The heterogeneous CoFe@N-doped porous carbon polyhedron is obtained. The RL of −67.30 dB and the effective absorption bandwidth (EAB) of 8.40 GHz were achieved.

Abstract

The synthesis of wide bandwidth, thin thickness, and high performance microwave absorbing materials has become a hot topic of current research. Metal-organic frameworks with heterojunctions and porous structures are considered as suitable candidates to meet these characteristics. Herein, heterogeneous CoFe@N-doped porous carbon polyhedron composites were successfully synthesized via Fe2+ to replace Co in zeolite imidazole frame-67. The dielectric properties of composites were enhanced by the replacement of Fe2+, and the synergistic effect of dielectric loss and magnetic loss was realized. The petal-like lamellar structure increases the travel of electromagnetic (EM) waves, and the formation of porous structures improves impedance matching. Specifically, a reflection loss of −67.30 dB was obtained at a thickness of 2.88 mm, and an ultrabroad wide effective absorption bandwidth of 8.40 GHz was obtained, covering most of the X-band (8–12 GHz) and the whole Ku-band (12–18 GHz).

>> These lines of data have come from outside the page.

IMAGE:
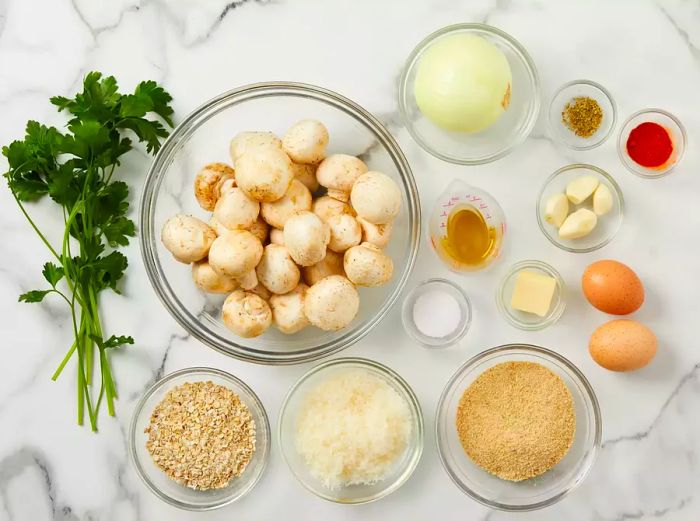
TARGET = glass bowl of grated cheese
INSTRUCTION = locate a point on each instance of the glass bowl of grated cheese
(351, 430)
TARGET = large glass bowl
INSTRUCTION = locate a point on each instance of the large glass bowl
(172, 492)
(400, 470)
(499, 139)
(543, 490)
(203, 137)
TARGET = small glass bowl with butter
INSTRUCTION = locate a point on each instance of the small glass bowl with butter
(592, 213)
(532, 295)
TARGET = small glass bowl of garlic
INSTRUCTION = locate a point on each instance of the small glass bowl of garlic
(580, 208)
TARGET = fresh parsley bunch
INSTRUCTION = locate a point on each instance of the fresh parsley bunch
(75, 169)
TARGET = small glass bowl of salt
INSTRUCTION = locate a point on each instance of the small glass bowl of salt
(437, 313)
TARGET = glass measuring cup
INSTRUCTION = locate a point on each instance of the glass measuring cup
(459, 249)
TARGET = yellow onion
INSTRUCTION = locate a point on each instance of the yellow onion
(463, 83)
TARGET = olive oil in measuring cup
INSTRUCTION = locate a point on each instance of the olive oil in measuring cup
(467, 228)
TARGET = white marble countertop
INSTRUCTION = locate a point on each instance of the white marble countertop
(646, 53)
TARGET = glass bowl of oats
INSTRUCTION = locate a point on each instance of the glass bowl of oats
(199, 438)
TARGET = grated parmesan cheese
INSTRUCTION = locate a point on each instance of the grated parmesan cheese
(352, 428)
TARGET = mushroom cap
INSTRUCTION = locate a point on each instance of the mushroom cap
(377, 234)
(187, 238)
(338, 173)
(367, 265)
(306, 141)
(235, 253)
(331, 264)
(307, 175)
(235, 210)
(306, 237)
(206, 279)
(277, 271)
(345, 232)
(332, 303)
(277, 236)
(288, 310)
(246, 314)
(296, 199)
(207, 182)
(376, 197)
(244, 141)
(326, 207)
(264, 173)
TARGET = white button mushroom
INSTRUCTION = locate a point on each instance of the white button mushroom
(276, 270)
(248, 280)
(306, 238)
(288, 310)
(235, 210)
(306, 141)
(264, 173)
(338, 173)
(376, 197)
(297, 199)
(332, 264)
(246, 314)
(245, 141)
(345, 232)
(307, 175)
(235, 253)
(332, 303)
(187, 238)
(277, 236)
(206, 279)
(207, 183)
(260, 229)
(326, 207)
(377, 234)
(367, 265)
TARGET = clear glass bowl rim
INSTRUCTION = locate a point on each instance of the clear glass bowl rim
(529, 65)
(555, 358)
(605, 92)
(547, 321)
(138, 409)
(652, 173)
(414, 404)
(149, 236)
(449, 340)
(616, 188)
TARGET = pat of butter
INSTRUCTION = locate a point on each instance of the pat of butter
(533, 293)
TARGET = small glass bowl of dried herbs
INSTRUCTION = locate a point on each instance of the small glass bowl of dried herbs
(582, 115)
(199, 438)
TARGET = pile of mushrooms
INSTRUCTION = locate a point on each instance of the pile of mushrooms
(292, 235)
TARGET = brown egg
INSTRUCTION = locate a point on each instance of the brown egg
(622, 345)
(612, 287)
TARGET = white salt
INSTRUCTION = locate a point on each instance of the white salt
(436, 313)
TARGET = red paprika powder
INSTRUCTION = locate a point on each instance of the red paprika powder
(649, 145)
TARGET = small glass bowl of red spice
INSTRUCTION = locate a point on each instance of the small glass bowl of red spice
(582, 115)
(651, 143)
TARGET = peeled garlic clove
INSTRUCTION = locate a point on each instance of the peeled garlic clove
(581, 188)
(556, 209)
(602, 200)
(578, 224)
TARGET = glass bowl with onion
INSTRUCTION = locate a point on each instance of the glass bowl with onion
(169, 490)
(203, 137)
(606, 226)
(399, 468)
(546, 488)
(456, 130)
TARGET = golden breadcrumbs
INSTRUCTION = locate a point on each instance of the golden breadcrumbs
(516, 420)
(201, 435)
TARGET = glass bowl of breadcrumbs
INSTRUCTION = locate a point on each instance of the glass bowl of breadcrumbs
(199, 438)
(518, 427)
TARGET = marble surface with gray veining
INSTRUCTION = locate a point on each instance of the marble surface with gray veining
(646, 53)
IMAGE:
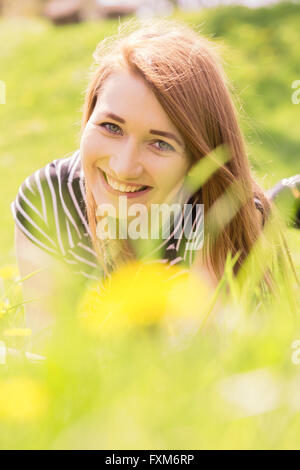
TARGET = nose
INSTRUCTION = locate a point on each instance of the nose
(125, 164)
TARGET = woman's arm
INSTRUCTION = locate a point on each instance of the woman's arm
(39, 287)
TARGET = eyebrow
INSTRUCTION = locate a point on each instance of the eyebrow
(169, 135)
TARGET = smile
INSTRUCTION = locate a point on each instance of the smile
(128, 189)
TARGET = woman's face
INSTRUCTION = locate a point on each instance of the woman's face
(130, 147)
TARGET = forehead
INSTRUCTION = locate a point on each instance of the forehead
(128, 95)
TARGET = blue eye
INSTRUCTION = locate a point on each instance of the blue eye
(164, 146)
(112, 128)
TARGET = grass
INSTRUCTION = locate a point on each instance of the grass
(235, 383)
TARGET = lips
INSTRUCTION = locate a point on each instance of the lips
(129, 189)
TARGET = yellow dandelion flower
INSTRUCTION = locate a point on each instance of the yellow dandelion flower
(139, 295)
(4, 306)
(17, 332)
(22, 399)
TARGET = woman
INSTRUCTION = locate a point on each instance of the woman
(157, 104)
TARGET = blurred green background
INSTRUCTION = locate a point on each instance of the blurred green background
(45, 70)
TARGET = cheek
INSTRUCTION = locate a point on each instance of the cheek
(92, 146)
(170, 173)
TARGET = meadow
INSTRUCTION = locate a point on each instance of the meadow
(234, 384)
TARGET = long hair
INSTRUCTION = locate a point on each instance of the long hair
(186, 75)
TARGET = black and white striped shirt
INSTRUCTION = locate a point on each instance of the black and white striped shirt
(50, 209)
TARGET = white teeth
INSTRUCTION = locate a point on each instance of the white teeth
(122, 187)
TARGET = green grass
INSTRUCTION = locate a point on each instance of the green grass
(45, 70)
(234, 384)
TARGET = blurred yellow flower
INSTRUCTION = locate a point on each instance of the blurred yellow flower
(17, 332)
(8, 272)
(140, 295)
(22, 399)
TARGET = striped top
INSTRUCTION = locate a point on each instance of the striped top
(50, 209)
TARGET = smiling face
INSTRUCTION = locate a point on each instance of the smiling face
(130, 147)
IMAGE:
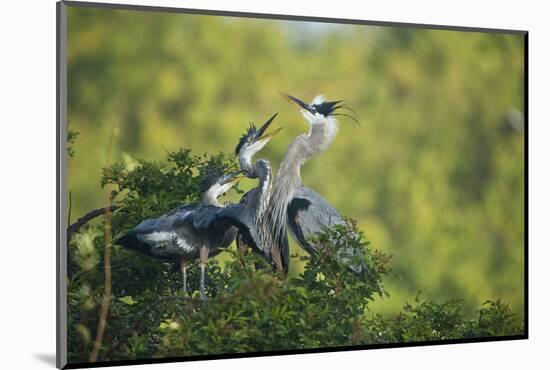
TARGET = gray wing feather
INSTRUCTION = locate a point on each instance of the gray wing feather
(309, 214)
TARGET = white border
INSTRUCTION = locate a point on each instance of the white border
(28, 181)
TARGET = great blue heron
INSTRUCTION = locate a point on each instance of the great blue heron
(292, 204)
(248, 214)
(188, 232)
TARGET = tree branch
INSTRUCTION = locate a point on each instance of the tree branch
(88, 217)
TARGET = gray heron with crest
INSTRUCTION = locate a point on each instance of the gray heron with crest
(188, 232)
(296, 207)
(248, 214)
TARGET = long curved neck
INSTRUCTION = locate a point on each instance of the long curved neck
(288, 178)
(301, 149)
(262, 169)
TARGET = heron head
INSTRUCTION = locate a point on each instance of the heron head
(319, 110)
(215, 183)
(254, 140)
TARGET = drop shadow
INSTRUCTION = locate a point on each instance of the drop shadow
(47, 358)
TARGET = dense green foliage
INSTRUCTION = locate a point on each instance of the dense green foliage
(250, 308)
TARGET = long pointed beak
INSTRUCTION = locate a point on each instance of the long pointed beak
(270, 135)
(298, 101)
(266, 125)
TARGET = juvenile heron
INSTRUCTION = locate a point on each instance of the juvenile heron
(292, 204)
(189, 231)
(248, 214)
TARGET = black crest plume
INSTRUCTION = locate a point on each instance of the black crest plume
(210, 177)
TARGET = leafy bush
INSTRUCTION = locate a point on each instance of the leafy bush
(250, 308)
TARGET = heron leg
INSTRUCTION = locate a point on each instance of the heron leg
(276, 256)
(203, 257)
(241, 246)
(183, 267)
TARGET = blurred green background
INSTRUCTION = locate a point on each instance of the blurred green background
(433, 174)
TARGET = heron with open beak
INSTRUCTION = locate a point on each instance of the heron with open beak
(299, 208)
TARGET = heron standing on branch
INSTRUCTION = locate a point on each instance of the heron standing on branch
(248, 214)
(295, 206)
(188, 232)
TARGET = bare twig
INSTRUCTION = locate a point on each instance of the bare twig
(72, 229)
(107, 259)
(70, 208)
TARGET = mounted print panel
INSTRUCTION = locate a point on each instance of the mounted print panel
(235, 185)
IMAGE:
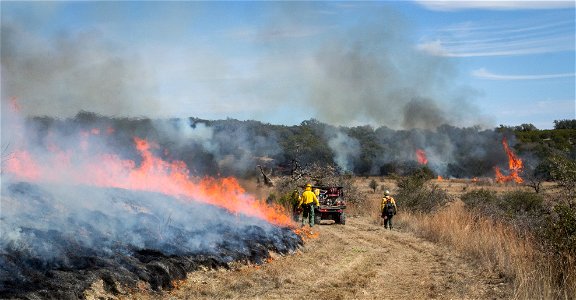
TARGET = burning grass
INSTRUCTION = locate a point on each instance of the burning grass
(56, 240)
(511, 257)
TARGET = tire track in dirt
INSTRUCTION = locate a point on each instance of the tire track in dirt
(359, 260)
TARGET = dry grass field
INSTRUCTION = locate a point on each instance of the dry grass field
(448, 255)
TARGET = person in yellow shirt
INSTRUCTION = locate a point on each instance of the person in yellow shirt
(295, 202)
(308, 201)
(388, 209)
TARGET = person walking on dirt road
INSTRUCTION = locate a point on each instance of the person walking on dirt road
(388, 209)
(295, 202)
(308, 200)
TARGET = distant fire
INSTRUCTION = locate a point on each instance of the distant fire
(421, 156)
(514, 166)
(152, 174)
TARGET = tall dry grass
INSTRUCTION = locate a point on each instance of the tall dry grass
(498, 247)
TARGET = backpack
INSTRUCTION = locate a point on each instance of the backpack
(389, 208)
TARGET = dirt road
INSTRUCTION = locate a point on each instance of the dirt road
(359, 260)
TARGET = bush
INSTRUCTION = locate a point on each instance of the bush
(416, 195)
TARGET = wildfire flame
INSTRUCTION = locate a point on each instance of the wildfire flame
(514, 165)
(421, 156)
(152, 174)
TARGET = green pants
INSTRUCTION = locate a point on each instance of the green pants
(308, 213)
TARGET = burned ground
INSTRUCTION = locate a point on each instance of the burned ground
(57, 241)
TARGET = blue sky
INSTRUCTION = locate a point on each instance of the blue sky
(402, 64)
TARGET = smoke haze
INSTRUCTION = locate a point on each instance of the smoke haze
(363, 73)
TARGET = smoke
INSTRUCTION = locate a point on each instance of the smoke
(71, 72)
(76, 197)
(297, 67)
(346, 149)
(372, 74)
(55, 240)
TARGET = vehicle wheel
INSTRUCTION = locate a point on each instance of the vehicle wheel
(317, 219)
(342, 219)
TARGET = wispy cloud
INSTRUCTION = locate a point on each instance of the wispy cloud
(259, 34)
(451, 5)
(485, 74)
(513, 37)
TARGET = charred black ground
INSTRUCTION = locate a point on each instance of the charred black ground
(57, 240)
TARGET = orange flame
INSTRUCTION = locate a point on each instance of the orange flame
(421, 156)
(153, 174)
(514, 165)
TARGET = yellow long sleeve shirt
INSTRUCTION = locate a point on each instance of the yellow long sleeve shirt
(308, 197)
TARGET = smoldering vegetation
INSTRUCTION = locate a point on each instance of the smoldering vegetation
(56, 240)
(234, 148)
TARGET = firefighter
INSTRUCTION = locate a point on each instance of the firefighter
(388, 209)
(308, 201)
(294, 202)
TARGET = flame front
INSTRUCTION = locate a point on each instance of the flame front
(514, 165)
(421, 156)
(152, 174)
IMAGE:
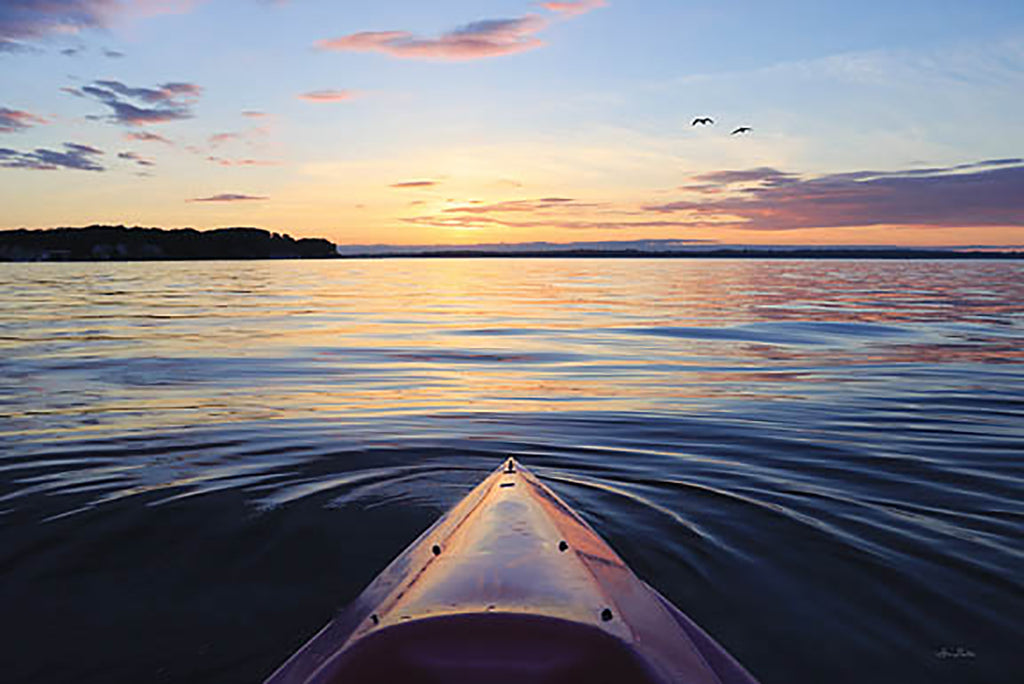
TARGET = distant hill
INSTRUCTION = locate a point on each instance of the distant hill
(117, 243)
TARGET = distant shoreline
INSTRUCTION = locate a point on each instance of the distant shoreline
(117, 243)
(824, 253)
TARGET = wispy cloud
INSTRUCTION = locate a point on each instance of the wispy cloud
(74, 156)
(542, 205)
(33, 18)
(145, 136)
(229, 197)
(329, 95)
(415, 183)
(486, 38)
(573, 8)
(30, 19)
(986, 193)
(138, 107)
(132, 157)
(12, 121)
(220, 138)
(222, 161)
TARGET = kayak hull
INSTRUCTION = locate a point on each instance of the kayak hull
(511, 585)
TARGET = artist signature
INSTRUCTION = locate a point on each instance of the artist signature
(954, 652)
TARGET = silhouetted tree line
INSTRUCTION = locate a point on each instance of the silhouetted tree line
(778, 253)
(117, 243)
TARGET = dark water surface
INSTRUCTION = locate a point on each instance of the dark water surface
(818, 461)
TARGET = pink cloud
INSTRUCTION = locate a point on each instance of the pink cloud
(573, 8)
(985, 193)
(487, 38)
(329, 95)
(143, 136)
(415, 183)
(229, 197)
(12, 121)
(220, 138)
(241, 162)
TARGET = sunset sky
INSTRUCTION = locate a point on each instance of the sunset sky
(458, 122)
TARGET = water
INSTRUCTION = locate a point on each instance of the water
(818, 461)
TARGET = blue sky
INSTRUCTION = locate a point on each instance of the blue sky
(461, 122)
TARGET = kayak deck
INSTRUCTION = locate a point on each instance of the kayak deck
(511, 585)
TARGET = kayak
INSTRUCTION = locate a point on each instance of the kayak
(510, 586)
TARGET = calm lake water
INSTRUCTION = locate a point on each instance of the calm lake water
(818, 461)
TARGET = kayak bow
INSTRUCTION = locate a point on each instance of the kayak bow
(510, 586)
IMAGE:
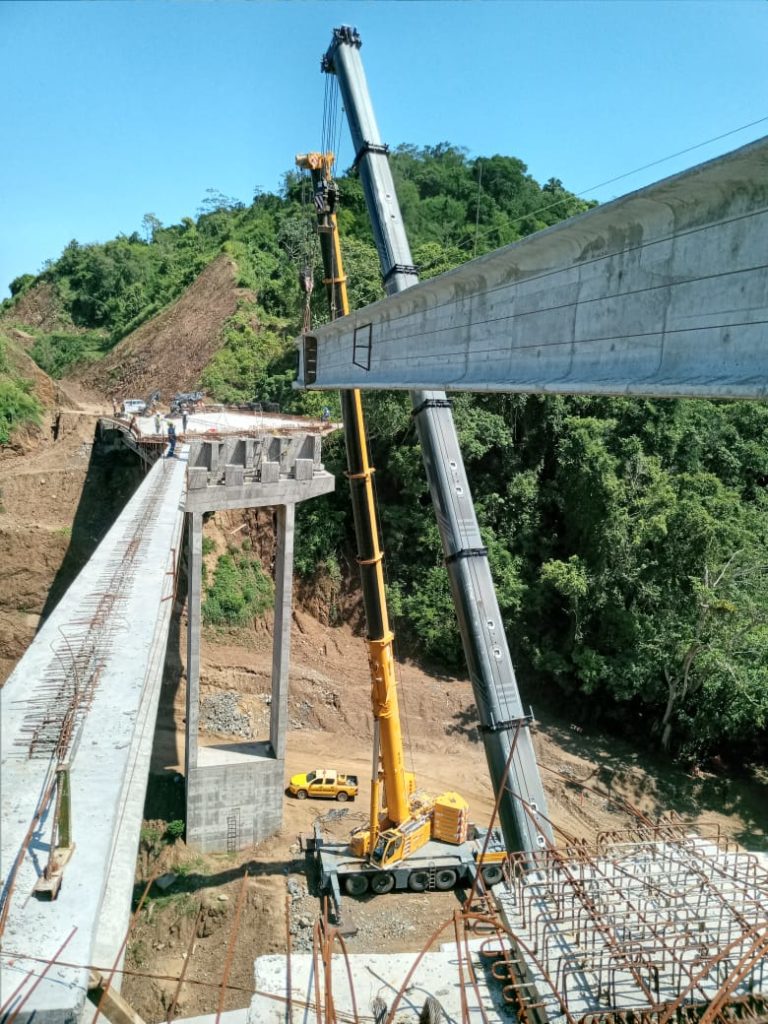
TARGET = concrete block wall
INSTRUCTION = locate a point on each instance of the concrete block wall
(233, 806)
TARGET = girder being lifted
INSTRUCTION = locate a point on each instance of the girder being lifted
(662, 293)
(504, 725)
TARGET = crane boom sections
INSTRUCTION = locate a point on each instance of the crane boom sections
(522, 805)
(380, 637)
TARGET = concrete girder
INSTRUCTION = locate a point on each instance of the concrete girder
(662, 293)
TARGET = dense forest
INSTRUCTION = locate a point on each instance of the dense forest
(629, 539)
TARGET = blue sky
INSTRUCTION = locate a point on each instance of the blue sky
(112, 109)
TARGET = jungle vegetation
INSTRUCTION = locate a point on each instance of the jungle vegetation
(628, 539)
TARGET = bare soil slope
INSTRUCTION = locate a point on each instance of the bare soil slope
(170, 351)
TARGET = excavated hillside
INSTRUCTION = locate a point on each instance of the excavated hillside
(39, 306)
(170, 351)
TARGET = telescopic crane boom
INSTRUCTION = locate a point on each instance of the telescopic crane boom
(503, 723)
(400, 820)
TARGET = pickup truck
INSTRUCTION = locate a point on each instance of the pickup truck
(324, 783)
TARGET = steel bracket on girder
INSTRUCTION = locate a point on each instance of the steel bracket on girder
(399, 268)
(432, 403)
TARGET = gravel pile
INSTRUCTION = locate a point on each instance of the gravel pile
(220, 714)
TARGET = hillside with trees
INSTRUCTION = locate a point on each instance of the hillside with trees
(629, 539)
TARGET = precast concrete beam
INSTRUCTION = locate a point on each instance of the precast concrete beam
(93, 673)
(662, 293)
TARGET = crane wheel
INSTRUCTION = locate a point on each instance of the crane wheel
(492, 873)
(418, 881)
(444, 879)
(382, 883)
(356, 885)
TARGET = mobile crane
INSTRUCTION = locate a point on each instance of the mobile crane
(413, 841)
(504, 725)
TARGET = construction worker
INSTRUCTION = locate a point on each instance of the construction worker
(171, 440)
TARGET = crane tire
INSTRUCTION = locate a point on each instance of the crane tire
(444, 879)
(418, 881)
(492, 873)
(382, 883)
(355, 885)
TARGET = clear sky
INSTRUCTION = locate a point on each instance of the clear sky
(112, 110)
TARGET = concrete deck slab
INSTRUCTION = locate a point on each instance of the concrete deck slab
(659, 293)
(231, 423)
(107, 636)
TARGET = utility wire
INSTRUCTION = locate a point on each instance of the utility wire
(580, 195)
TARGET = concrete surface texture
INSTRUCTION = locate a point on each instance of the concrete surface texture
(235, 793)
(93, 676)
(659, 293)
(439, 975)
(226, 422)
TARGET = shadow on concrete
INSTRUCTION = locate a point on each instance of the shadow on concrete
(167, 752)
(113, 475)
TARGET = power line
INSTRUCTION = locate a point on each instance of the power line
(580, 195)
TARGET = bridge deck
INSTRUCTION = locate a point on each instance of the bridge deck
(662, 293)
(86, 692)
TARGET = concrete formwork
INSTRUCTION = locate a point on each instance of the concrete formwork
(235, 792)
(92, 675)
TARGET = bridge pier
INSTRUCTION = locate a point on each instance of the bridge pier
(235, 792)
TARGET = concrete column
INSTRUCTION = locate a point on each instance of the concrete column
(195, 576)
(282, 642)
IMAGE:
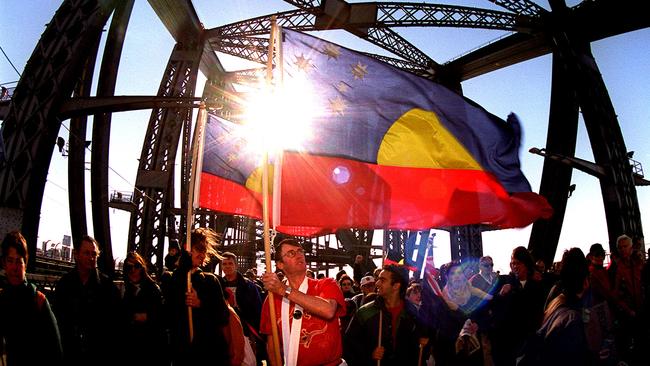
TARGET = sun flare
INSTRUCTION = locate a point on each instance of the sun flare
(279, 118)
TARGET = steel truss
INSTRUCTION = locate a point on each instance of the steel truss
(154, 188)
(64, 58)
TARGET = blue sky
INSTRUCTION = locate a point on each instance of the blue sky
(624, 62)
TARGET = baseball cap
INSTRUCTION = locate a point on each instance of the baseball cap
(597, 249)
(366, 280)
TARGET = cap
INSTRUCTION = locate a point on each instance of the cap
(174, 244)
(597, 249)
(366, 280)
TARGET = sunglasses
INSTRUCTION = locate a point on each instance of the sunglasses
(292, 253)
(132, 266)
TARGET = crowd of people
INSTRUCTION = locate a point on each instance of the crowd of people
(578, 313)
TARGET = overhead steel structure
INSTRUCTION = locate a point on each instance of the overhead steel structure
(57, 80)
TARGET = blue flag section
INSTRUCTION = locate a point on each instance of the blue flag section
(386, 150)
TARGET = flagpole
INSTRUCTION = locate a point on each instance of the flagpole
(265, 206)
(195, 178)
(381, 321)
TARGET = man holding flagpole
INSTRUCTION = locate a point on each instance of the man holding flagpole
(307, 309)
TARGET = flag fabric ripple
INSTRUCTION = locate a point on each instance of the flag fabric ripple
(388, 150)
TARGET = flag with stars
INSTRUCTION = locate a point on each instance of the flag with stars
(388, 150)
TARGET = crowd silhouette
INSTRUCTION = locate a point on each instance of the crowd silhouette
(578, 312)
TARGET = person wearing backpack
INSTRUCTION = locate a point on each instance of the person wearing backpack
(27, 323)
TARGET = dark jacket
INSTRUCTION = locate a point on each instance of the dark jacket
(249, 301)
(143, 341)
(29, 327)
(517, 315)
(88, 317)
(361, 336)
(208, 320)
(560, 340)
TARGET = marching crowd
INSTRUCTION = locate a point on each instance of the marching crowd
(578, 313)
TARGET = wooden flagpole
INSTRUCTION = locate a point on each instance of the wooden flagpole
(381, 321)
(195, 178)
(265, 206)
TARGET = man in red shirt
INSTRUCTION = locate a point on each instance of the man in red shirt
(307, 311)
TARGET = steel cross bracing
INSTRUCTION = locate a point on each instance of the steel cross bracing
(32, 124)
(523, 7)
(235, 39)
(385, 38)
(154, 192)
(406, 15)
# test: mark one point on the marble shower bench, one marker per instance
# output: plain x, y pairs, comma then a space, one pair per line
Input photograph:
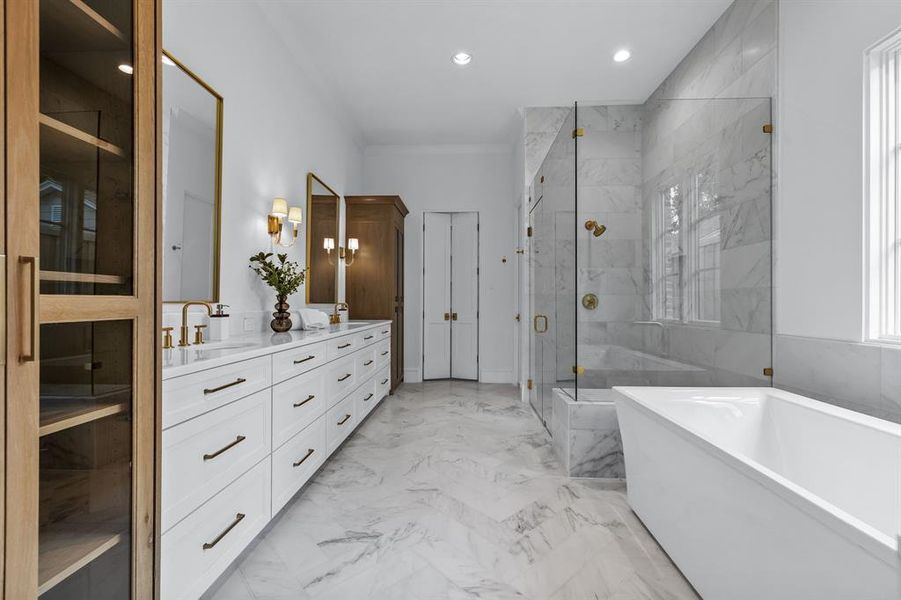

The radar cross section (RCS) reduction value can reach 29.4 dB·m2, which means that the radar detector has a smaller probability of detecting targets. This work describes the unique advantages of metal ion replacement metal-organic frameworks derived materials in structural design, impedance matching, and performance adjustment, and provides a new reference for the field of electromagnetic wave absorption.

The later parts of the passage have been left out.